Veronica Zundel urges us to look at how we live not to appease campaigners, or make ourselves feel more holy, but because to do so is loving others as Jesus did
For several years I have bought most of my clothes (far too many!) from Fairtrade or environmentally friendly catalogues. They have some truly lovely things, although I wait for the sales as the prices are inevitably higher. I also try to buy Fairtrade tea and coffee as well as other foods, and environmentally friendly cleaning materials – not to mention recycled paper, while recycling every sort of packaging material (when will the supermarkets stop using so much packaging?).
As for climate change, we have solar panels on our roof, plus a ‘power vault’ that stores and releases the energy generated, and my husband and I both drive electric vehicles (his for work, mine for pleasure). Is this what nowadays is called ‘virtue signalling’, the modern-day equivalent of Pharisees praying on street corners? Well maybe it is: I like to feel I am doing good, though I don’t necessarily require others to know about it. But there is a problem. Every day I learn of some new trade malpractice, some new level of pollution: for instance, I eat fish instead of meat, but tuna is supposedly full of mercury, not to mention the radiation from the Fukushima nuclear accident. Because we have moths, I tend to buy artificial fabrics that of course shed microplastics everywhere, which in turn are consumed by the sea creatures that we, and even our babies, consume…

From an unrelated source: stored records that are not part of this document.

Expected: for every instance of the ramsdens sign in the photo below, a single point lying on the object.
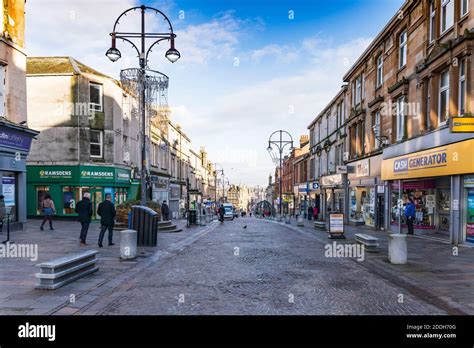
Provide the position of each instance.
(452, 159)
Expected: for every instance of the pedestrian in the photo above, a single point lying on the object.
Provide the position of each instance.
(106, 210)
(410, 214)
(84, 211)
(48, 210)
(315, 213)
(3, 211)
(310, 212)
(221, 213)
(165, 211)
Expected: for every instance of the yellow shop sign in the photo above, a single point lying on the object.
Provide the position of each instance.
(452, 159)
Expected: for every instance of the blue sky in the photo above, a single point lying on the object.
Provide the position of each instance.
(247, 69)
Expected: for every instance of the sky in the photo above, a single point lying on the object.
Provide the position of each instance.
(247, 67)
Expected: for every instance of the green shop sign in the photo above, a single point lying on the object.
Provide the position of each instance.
(78, 174)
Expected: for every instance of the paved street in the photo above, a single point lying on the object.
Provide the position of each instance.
(266, 268)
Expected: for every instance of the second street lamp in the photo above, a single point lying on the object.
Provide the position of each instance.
(114, 54)
(280, 139)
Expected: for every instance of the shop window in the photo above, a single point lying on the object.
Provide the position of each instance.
(462, 87)
(3, 69)
(464, 7)
(96, 143)
(447, 14)
(402, 53)
(443, 110)
(69, 200)
(41, 192)
(95, 97)
(423, 194)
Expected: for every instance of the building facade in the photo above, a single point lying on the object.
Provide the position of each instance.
(89, 140)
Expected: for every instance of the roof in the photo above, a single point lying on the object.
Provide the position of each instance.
(59, 66)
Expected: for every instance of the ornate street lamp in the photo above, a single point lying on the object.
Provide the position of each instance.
(113, 53)
(283, 139)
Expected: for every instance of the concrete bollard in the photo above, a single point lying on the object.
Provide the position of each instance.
(300, 222)
(397, 249)
(128, 244)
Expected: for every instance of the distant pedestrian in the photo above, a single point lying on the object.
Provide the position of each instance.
(3, 211)
(84, 211)
(310, 212)
(315, 213)
(410, 214)
(48, 210)
(165, 211)
(106, 210)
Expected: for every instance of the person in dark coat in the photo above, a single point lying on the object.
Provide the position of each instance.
(310, 212)
(410, 213)
(106, 210)
(165, 211)
(84, 211)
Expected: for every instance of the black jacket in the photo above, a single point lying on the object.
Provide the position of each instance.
(165, 209)
(106, 210)
(84, 210)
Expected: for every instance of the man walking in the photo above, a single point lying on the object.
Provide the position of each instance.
(84, 211)
(165, 211)
(410, 214)
(106, 210)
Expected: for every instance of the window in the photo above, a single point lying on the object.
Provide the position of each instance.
(400, 118)
(402, 59)
(95, 97)
(462, 87)
(464, 7)
(447, 14)
(2, 90)
(428, 105)
(96, 143)
(358, 90)
(377, 129)
(443, 110)
(379, 70)
(432, 34)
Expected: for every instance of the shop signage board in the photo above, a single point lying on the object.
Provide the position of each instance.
(14, 140)
(363, 168)
(452, 159)
(336, 225)
(462, 124)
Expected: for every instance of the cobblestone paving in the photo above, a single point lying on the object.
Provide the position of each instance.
(263, 269)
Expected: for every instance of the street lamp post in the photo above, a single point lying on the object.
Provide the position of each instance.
(114, 54)
(283, 138)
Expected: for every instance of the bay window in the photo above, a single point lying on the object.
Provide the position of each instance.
(443, 109)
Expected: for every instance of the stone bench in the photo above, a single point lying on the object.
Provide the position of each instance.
(370, 243)
(66, 269)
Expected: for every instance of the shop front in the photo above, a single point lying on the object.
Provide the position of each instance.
(15, 145)
(366, 193)
(160, 188)
(67, 184)
(332, 191)
(438, 181)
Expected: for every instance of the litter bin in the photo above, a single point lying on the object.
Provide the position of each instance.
(192, 216)
(145, 222)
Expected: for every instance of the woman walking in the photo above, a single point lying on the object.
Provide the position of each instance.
(48, 209)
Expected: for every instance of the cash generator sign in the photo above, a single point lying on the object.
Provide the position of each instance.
(452, 159)
(431, 160)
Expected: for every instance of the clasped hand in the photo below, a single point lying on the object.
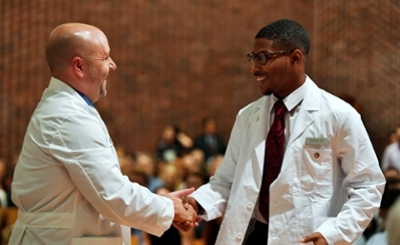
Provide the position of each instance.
(185, 214)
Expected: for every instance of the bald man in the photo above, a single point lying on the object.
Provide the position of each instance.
(67, 184)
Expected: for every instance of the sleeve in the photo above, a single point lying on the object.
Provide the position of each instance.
(83, 145)
(363, 181)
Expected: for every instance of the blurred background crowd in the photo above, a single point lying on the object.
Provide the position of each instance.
(180, 62)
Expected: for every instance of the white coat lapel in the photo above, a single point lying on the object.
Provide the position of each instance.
(305, 118)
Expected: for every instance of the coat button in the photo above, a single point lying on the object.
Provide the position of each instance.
(249, 206)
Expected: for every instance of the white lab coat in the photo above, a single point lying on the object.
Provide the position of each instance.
(332, 188)
(68, 185)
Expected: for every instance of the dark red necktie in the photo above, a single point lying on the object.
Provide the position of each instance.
(273, 156)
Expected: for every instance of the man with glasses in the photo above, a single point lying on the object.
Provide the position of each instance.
(299, 167)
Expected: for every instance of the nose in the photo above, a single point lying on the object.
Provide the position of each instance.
(112, 65)
(254, 67)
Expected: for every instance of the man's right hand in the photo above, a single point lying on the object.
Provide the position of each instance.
(192, 203)
(185, 216)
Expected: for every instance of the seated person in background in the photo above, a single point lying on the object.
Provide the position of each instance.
(388, 198)
(392, 224)
(173, 144)
(391, 154)
(210, 142)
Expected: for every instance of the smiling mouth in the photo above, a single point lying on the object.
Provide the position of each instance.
(261, 79)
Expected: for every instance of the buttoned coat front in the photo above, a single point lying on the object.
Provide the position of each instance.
(330, 181)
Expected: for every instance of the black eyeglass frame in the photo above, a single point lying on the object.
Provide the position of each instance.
(262, 60)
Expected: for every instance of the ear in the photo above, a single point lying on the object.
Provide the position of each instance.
(78, 66)
(297, 56)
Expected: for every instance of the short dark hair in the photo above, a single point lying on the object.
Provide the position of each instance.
(286, 33)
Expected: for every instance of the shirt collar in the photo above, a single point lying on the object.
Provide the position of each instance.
(295, 97)
(85, 98)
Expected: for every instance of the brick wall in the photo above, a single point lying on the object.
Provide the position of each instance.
(179, 61)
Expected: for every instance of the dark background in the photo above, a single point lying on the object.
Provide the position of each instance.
(179, 61)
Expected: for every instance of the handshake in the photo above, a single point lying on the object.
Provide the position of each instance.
(185, 209)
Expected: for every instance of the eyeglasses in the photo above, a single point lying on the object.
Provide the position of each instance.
(264, 57)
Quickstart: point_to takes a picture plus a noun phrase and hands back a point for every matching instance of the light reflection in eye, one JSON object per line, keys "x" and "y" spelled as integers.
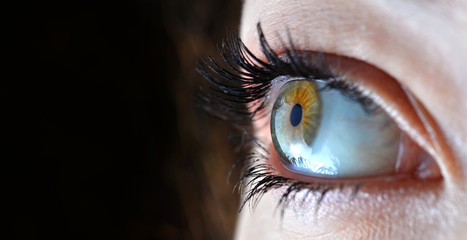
{"x": 335, "y": 137}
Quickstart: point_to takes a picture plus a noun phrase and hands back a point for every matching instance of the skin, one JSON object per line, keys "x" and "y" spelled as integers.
{"x": 423, "y": 46}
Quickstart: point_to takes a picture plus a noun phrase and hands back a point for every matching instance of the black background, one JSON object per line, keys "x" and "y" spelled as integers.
{"x": 99, "y": 121}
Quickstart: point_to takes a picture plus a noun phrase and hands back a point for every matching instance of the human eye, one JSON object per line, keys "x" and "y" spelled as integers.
{"x": 320, "y": 124}
{"x": 329, "y": 121}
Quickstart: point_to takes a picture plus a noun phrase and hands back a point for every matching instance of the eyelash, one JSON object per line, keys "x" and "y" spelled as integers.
{"x": 245, "y": 81}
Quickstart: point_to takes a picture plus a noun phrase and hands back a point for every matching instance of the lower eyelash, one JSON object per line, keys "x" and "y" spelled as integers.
{"x": 258, "y": 177}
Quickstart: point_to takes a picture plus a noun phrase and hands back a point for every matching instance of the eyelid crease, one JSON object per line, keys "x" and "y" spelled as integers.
{"x": 439, "y": 148}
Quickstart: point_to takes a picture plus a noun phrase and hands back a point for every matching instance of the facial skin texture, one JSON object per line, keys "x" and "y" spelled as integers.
{"x": 421, "y": 44}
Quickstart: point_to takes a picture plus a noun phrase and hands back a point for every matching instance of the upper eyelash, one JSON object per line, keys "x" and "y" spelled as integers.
{"x": 245, "y": 81}
{"x": 236, "y": 87}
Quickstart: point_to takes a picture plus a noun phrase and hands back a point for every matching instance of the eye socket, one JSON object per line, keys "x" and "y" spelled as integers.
{"x": 363, "y": 128}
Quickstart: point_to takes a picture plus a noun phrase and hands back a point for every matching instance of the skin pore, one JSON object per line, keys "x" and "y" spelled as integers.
{"x": 420, "y": 44}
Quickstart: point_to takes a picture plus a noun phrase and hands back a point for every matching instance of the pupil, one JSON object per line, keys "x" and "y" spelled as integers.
{"x": 296, "y": 115}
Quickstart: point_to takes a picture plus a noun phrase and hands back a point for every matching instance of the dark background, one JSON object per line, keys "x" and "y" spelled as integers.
{"x": 101, "y": 136}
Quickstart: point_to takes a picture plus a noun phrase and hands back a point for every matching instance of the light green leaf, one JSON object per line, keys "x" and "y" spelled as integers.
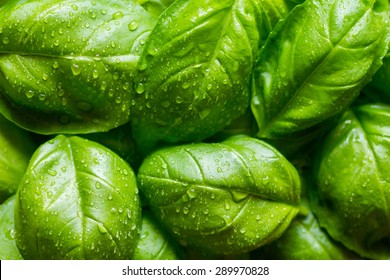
{"x": 351, "y": 197}
{"x": 315, "y": 63}
{"x": 224, "y": 199}
{"x": 68, "y": 66}
{"x": 77, "y": 200}
{"x": 194, "y": 72}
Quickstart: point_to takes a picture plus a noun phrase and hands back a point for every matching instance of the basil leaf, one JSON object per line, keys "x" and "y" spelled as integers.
{"x": 155, "y": 243}
{"x": 315, "y": 63}
{"x": 16, "y": 148}
{"x": 379, "y": 87}
{"x": 352, "y": 191}
{"x": 195, "y": 69}
{"x": 77, "y": 200}
{"x": 155, "y": 7}
{"x": 9, "y": 250}
{"x": 224, "y": 198}
{"x": 67, "y": 67}
{"x": 304, "y": 240}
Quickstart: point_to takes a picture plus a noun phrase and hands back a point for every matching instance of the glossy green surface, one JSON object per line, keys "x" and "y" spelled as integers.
{"x": 315, "y": 62}
{"x": 77, "y": 200}
{"x": 352, "y": 194}
{"x": 68, "y": 67}
{"x": 16, "y": 148}
{"x": 9, "y": 250}
{"x": 155, "y": 242}
{"x": 225, "y": 198}
{"x": 194, "y": 72}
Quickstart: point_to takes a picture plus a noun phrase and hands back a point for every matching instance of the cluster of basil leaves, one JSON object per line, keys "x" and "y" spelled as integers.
{"x": 193, "y": 129}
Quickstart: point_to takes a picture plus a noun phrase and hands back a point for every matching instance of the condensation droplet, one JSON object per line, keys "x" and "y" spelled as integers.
{"x": 133, "y": 25}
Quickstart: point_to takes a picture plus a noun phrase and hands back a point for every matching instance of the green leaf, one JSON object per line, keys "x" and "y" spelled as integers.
{"x": 315, "y": 62}
{"x": 16, "y": 148}
{"x": 352, "y": 191}
{"x": 224, "y": 198}
{"x": 77, "y": 200}
{"x": 67, "y": 67}
{"x": 304, "y": 240}
{"x": 155, "y": 242}
{"x": 155, "y": 7}
{"x": 379, "y": 87}
{"x": 194, "y": 72}
{"x": 9, "y": 250}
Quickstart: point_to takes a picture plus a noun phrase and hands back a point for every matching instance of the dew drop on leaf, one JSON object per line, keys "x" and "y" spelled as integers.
{"x": 95, "y": 74}
{"x": 101, "y": 228}
{"x": 30, "y": 94}
{"x": 133, "y": 25}
{"x": 117, "y": 15}
{"x": 52, "y": 172}
{"x": 6, "y": 40}
{"x": 140, "y": 88}
{"x": 75, "y": 69}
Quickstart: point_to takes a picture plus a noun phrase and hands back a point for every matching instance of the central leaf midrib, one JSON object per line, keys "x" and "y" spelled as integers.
{"x": 212, "y": 187}
{"x": 279, "y": 115}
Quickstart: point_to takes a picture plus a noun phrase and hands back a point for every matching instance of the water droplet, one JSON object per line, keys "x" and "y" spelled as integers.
{"x": 204, "y": 113}
{"x": 133, "y": 25}
{"x": 117, "y": 15}
{"x": 75, "y": 69}
{"x": 265, "y": 180}
{"x": 84, "y": 106}
{"x": 179, "y": 99}
{"x": 101, "y": 228}
{"x": 238, "y": 196}
{"x": 6, "y": 40}
{"x": 185, "y": 85}
{"x": 227, "y": 204}
{"x": 30, "y": 94}
{"x": 42, "y": 96}
{"x": 166, "y": 104}
{"x": 118, "y": 99}
{"x": 103, "y": 86}
{"x": 55, "y": 65}
{"x": 140, "y": 88}
{"x": 191, "y": 193}
{"x": 64, "y": 119}
{"x": 52, "y": 172}
{"x": 95, "y": 74}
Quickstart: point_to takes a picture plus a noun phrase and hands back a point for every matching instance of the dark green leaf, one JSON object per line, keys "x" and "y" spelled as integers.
{"x": 77, "y": 200}
{"x": 9, "y": 250}
{"x": 315, "y": 63}
{"x": 195, "y": 69}
{"x": 226, "y": 198}
{"x": 68, "y": 66}
{"x": 155, "y": 243}
{"x": 351, "y": 197}
{"x": 16, "y": 148}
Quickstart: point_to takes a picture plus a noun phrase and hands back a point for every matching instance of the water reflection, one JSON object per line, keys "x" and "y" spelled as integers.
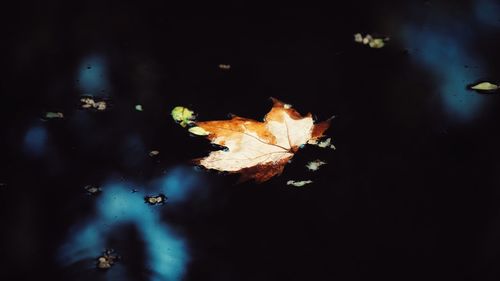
{"x": 35, "y": 140}
{"x": 92, "y": 76}
{"x": 488, "y": 12}
{"x": 443, "y": 51}
{"x": 166, "y": 251}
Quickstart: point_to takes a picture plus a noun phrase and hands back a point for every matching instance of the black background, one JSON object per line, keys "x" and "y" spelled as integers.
{"x": 407, "y": 195}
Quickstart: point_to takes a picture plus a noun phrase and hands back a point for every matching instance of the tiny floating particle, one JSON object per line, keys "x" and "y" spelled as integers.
{"x": 182, "y": 115}
{"x": 92, "y": 190}
{"x": 323, "y": 144}
{"x": 89, "y": 102}
{"x": 314, "y": 165}
{"x": 107, "y": 259}
{"x": 159, "y": 199}
{"x": 53, "y": 115}
{"x": 153, "y": 153}
{"x": 298, "y": 183}
{"x": 199, "y": 131}
{"x": 371, "y": 41}
{"x": 484, "y": 87}
{"x": 225, "y": 66}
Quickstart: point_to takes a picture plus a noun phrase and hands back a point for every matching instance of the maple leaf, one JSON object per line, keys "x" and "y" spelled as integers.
{"x": 259, "y": 150}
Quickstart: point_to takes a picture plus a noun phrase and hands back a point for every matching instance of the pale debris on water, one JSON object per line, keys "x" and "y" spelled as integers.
{"x": 107, "y": 259}
{"x": 182, "y": 115}
{"x": 371, "y": 41}
{"x": 199, "y": 131}
{"x": 323, "y": 144}
{"x": 484, "y": 87}
{"x": 159, "y": 199}
{"x": 153, "y": 153}
{"x": 298, "y": 183}
{"x": 224, "y": 66}
{"x": 88, "y": 102}
{"x": 314, "y": 165}
{"x": 92, "y": 190}
{"x": 53, "y": 115}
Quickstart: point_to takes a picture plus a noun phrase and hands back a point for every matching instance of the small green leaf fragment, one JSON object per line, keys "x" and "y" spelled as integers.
{"x": 199, "y": 131}
{"x": 182, "y": 115}
{"x": 485, "y": 86}
{"x": 314, "y": 165}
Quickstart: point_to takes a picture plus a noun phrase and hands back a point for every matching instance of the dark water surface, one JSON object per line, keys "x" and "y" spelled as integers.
{"x": 411, "y": 193}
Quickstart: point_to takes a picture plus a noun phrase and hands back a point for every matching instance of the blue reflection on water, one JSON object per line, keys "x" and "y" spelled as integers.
{"x": 92, "y": 76}
{"x": 167, "y": 253}
{"x": 179, "y": 184}
{"x": 443, "y": 52}
{"x": 35, "y": 141}
{"x": 488, "y": 12}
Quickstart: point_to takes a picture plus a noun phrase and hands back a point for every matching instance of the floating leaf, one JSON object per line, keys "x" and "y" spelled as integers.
{"x": 159, "y": 199}
{"x": 298, "y": 183}
{"x": 314, "y": 165}
{"x": 358, "y": 37}
{"x": 484, "y": 86}
{"x": 199, "y": 131}
{"x": 107, "y": 260}
{"x": 183, "y": 115}
{"x": 259, "y": 150}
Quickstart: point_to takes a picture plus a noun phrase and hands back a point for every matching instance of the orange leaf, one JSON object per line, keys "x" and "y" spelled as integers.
{"x": 259, "y": 150}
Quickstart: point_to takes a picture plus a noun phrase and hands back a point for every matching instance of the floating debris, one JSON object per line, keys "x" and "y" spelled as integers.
{"x": 323, "y": 144}
{"x": 182, "y": 115}
{"x": 92, "y": 190}
{"x": 371, "y": 41}
{"x": 298, "y": 183}
{"x": 199, "y": 131}
{"x": 89, "y": 102}
{"x": 225, "y": 66}
{"x": 154, "y": 153}
{"x": 314, "y": 165}
{"x": 52, "y": 115}
{"x": 108, "y": 259}
{"x": 159, "y": 199}
{"x": 484, "y": 87}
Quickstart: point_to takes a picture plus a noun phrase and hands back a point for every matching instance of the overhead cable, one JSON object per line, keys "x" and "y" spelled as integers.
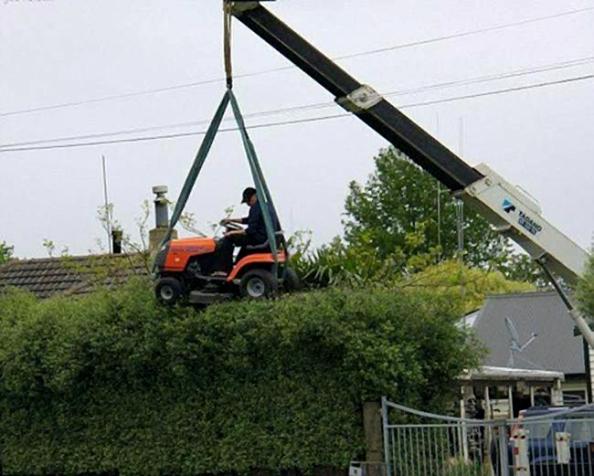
{"x": 193, "y": 84}
{"x": 321, "y": 105}
{"x": 297, "y": 121}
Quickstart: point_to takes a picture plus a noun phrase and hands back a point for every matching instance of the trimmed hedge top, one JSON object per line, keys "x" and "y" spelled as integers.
{"x": 114, "y": 382}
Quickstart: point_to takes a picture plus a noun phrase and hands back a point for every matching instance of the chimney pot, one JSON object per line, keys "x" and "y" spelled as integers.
{"x": 157, "y": 234}
{"x": 117, "y": 237}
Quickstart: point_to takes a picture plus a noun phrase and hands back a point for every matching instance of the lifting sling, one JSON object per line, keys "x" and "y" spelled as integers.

Listening to the right voices
It seems it’s impossible to get it all right. And there are voices from all directions telling us we ‘must’ use this and ‘must’ avoid that, which locks into my ambivalent relationship with my late mother, for whom ‘must’ was a favourite word. How can we decide which voices to listen to, when trying to listen to them all will likely drive us crazy?
How can we decide which voices to listen to, when trying to listen to them all will likely drive us crazy?
The fact is, the voices of the trade and climate campaigners, while very worthy and entirely correct in their analysis, have almost become more oppressive than the voices of the Pharisees who insisted that to be righteous you must keep all 613 commandments of the law, even if you were so poor that you could barely afford to keep clean, let alone make an offering in the Temple. What are we to do?
Learning from Jesus, and loving our neighbour
Jesus said: “Take my yoke upon you, and learn from me, for I am gentle and humble in heart, and you will find rest for your souls. For my yoke is easy, and my burden is light” (Matthew 11:29-30). Where do we find this easy yoke, when not only the world but the Church is piling obligations on us to do things the ‘right’ way? I’m not sure I’ve found it yet, but here are some thoughts.
The kind of yoke Jesus was thinking of was one used to join a pair of cattle to pull a cart – not the sort a picturesque milkmaid used to carry her two pails of milk. To be yoked together the two beasts had to walk in step, otherwise one would get ahead and the cart would take a wonky route and veer off the path. To be yoked to Jesus, then, is to walk in step with him – the same image used by Paul when he urges us to “keep in step with the Spirit” (Galatians 5:25). This then is not a matter of counting up how many things we can get right and how few we can get wrong; rather it is a lifelong process of learning to hear that still small voice that says: “This is the way; walk in it” (Isaiah 30:21), what many have called ‘God’s satnav’.
I don’t claim for a moment to be an expert in this. I get it wrong all the time – not just in my purchasing decisions, but in my personal relations. Only yesterday I was so frustrated by being batted around a hospital’s telephone system for half an hour and then, when I finally reached the right person, being abruptly cut off, that on reconnecting, I screamed and swore at the hapless medical secretary (I apologised immediately, and either the swearing or the apology worked, because I’ve now got an appointment in less than a fortnight!). Learning not to do this is probably more important in my spiritual development that any amount of Fairtrade or eco-friendly buying.
Perhaps it’s time to look at it another way (and to be fair, I think this may be the way the Fairtrade and eco-campaigners see it). What if I don’t make these ethical choices to make myself more holy and righteous, but simply because it is what small-scale farmers in the developing world, and those who live in the most climate-threatened areas, need from me? It then becomes not a series of acts of self-justification, but of neighbourly love. Now of that, one can never have too much.